SLO/Charts
Status: approved
Organizational
Service
- chart-renderer service, rendering chart JSON blobs to SVG + eCharts JSON blobs on demand
Extensions
- Extension:Chart in MediaWiki, providing the
{{#chart:}}parser function - Extension:JsonConfig's action API modules for fetching data from the central wiki
Teams
The responsible team for the feature is the Reader Growth team. You can talk to them on Slack in #talk-to-reader-growth or via an e-mail to reader-growth-team@wikimedia.org. The Reader Growth team is responsible for maintaining the Chart extension and the chart-renderer service, and for deploying changes to the service.
The Site Reliability Engineering team is responsible for maintaining the production infrastructure and instances that the chart-renderer service runs on.
Architectural
Environmental dependencies
- Extension:Chart runs inside MediaWiki, in the kubernetes cluster etc
- chart-renderer service runs inside kubernetes cluster
- Browser ecosystem issues could prevent Charts from displaying or operating correctly. But note issues with unsupported browsers should be filtered from Chart SLIs.
- Community-editable Lua modules, chart definitions or tabular data could prevent Charts from displaying or operating correctly; this should be excluded from Chart SLIs.
Service dependencies
Charts Service
Charts service itself takes input and produces output, it has no runtime dependencies other than the infrastructure to run it.
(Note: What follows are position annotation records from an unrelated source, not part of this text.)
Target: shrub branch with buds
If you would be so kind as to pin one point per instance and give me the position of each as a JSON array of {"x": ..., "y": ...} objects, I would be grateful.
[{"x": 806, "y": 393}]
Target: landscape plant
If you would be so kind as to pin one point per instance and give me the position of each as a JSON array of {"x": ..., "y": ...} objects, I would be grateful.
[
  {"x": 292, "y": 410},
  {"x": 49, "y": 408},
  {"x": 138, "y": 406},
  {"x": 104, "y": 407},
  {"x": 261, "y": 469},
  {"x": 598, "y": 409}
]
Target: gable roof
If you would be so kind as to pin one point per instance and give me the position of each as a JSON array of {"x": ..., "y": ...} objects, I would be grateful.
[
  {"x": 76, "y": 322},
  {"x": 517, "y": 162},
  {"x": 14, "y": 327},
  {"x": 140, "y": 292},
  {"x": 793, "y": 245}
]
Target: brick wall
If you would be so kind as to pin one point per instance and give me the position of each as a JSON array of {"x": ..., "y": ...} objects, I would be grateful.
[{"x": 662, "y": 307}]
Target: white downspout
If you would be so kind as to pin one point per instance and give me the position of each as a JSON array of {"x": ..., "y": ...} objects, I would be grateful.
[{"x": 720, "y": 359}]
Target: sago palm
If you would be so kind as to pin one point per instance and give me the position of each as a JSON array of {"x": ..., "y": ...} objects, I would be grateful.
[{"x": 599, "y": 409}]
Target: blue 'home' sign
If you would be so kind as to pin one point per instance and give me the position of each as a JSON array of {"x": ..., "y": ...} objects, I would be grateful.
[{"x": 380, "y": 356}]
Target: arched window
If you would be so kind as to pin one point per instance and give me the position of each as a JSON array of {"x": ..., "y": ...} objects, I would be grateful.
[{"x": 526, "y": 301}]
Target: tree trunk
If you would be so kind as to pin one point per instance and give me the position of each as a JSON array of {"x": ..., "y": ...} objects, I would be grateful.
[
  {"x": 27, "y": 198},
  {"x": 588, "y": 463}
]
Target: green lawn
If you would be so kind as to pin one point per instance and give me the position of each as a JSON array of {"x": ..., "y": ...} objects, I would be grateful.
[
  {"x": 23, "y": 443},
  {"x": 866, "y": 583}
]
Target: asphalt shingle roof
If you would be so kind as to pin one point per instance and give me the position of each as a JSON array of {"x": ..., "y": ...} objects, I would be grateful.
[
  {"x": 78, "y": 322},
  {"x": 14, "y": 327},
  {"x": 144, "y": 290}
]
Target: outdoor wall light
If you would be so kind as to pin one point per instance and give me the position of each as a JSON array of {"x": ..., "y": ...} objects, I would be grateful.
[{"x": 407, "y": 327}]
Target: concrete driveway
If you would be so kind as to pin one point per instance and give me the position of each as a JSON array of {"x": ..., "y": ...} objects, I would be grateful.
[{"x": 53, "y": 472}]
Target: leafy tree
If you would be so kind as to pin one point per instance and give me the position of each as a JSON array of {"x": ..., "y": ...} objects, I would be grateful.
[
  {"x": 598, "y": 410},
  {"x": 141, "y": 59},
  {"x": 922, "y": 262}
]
The service itself has dependencies on several upstream npm packages that are described in package.json.
When changing the major version of the ECharts package in the chart-renderer service, you will need to coordinate with also changing the entry in Extension:Chart and deploying the changes together (ideally in the same deploy window). Also see this ADR for guidance on how to perform this upgrade without breaking the interactive version of charts on the client. It's recommended that you reach out to the Chart extension maintainers and ask them for help, as upgrading ECharts to version that isn't backwards compatible takes some time and effort.
Parsoid
Charts relies on fragments support in Parsoid. This is now enabled everywhere, but at the time of writing was only used by Charts and Wikifunctions. If something breaks with respect to how Charts appear on wiki pages, this might be due to a bug in Parsoid that would not be noticed by most other types of content.
MediaWiki dependencies
Extension:Chart
Extension:Chart has a firm dependency on Extension:JsonConfig, which provides the infrastructure for JSON Data: pages. Chart definitions are stored on Commons, which means we also have a firm dependency on the s4 database section.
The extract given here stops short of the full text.